# New Build - DFI DK P35-T2RS + E8400?



## Water Drop (Jan 28, 2008)

Anyone ever used a DFI DK P35-T2RS?  Seems like a good deal, at $135 on Newegg, and it seems to have appeared there over night.  Does anyone know if it has good support for overclocking a E8400 to around 4Ghz?  

DFI board here:
http://www.newegg.com/Product/Product.aspx?Item=N82E16813136043

It reminds me of the DFI LP NF4 Ultra-D, my current favorite mobo of all time.


----------



## tkpenalty (Jan 28, 2008)

Water Drop said:


> Anyone ever used a DFI DK P35-T2RS?  Seems like a good deal, at $135 on Newegg, and it seems to have appeared there over night.  Does anyone know if it has good support for overclocking a E8400 to around 4Ghz?
> 
> DFI board here:
> http://www.newegg.com/Product/Product.aspx?Item=N82E16813136043
> ...



E8400 can do 4Ghz fairly easily usually, so I wouldnt be surprised if you could go past 4Ghz.


----------



## Water Drop (Jan 28, 2008)

I just want to go to 4Ghz and keep it nice and stable 24/7 just like my current Northwood 2.66 running at 3.32Ghz.  
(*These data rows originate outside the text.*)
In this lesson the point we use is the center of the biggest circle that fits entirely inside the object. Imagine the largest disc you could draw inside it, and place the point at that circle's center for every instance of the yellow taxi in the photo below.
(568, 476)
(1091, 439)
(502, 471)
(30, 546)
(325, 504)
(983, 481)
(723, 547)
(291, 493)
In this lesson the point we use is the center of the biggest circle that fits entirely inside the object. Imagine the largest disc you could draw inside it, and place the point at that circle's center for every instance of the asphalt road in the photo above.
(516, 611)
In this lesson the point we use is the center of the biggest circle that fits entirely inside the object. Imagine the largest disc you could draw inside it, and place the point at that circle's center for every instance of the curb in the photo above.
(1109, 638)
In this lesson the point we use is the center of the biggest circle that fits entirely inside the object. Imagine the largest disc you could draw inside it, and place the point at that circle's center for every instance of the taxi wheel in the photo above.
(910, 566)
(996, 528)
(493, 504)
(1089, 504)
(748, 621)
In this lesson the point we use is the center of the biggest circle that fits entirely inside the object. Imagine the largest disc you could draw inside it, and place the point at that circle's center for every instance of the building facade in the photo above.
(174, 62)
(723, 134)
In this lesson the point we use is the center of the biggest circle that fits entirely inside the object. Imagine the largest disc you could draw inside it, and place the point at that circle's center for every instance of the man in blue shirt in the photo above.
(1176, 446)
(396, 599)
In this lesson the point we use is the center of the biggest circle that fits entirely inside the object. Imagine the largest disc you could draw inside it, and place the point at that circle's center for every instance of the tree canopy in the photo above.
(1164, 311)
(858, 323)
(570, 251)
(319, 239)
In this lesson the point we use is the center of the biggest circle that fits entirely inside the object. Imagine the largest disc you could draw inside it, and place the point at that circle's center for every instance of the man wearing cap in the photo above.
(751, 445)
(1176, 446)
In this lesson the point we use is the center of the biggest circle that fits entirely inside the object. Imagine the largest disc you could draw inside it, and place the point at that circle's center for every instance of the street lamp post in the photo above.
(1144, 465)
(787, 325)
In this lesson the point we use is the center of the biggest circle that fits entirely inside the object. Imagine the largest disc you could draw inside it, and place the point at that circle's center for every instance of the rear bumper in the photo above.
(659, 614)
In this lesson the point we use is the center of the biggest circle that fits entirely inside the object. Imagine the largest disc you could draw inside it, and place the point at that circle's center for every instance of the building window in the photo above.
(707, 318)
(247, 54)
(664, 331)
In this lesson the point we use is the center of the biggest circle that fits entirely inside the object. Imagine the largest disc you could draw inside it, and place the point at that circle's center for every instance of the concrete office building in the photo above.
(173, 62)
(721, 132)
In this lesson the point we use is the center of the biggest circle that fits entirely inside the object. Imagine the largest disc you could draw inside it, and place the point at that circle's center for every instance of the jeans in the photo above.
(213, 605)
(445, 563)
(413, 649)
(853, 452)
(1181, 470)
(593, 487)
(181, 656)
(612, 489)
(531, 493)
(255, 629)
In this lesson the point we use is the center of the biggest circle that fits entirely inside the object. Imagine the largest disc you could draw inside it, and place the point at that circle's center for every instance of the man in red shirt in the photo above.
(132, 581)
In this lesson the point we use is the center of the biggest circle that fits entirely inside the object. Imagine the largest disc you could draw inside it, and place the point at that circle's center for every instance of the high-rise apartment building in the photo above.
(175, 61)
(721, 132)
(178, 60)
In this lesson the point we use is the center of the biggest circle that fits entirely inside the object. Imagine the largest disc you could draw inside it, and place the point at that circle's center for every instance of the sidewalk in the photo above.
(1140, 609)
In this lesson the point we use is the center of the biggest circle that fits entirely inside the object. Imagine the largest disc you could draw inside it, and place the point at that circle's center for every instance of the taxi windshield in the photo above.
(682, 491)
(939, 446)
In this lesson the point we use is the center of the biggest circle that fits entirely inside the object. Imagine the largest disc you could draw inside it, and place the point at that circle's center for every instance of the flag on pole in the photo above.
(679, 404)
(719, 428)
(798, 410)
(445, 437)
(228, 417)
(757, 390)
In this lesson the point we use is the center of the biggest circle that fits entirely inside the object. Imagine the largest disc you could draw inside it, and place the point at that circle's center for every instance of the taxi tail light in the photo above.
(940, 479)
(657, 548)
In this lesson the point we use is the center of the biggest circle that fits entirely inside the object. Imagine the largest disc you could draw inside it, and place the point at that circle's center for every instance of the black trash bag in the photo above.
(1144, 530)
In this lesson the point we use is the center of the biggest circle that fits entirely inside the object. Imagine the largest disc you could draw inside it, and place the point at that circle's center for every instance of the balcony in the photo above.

What do you guys all think of this motherboard?


----------



## ZenZimZaliben (Jan 29, 2008)

DFI makes great OC boards. I was thinking about waiting for that board, but the heatpipe cooler and the chance to upgrade to crossfire, although slim, is a nice option. I gotta say I really like the heatpipe tech used on mine.

I am sure you will be very happy with that board especially when you start OC'ing. GL!!


----------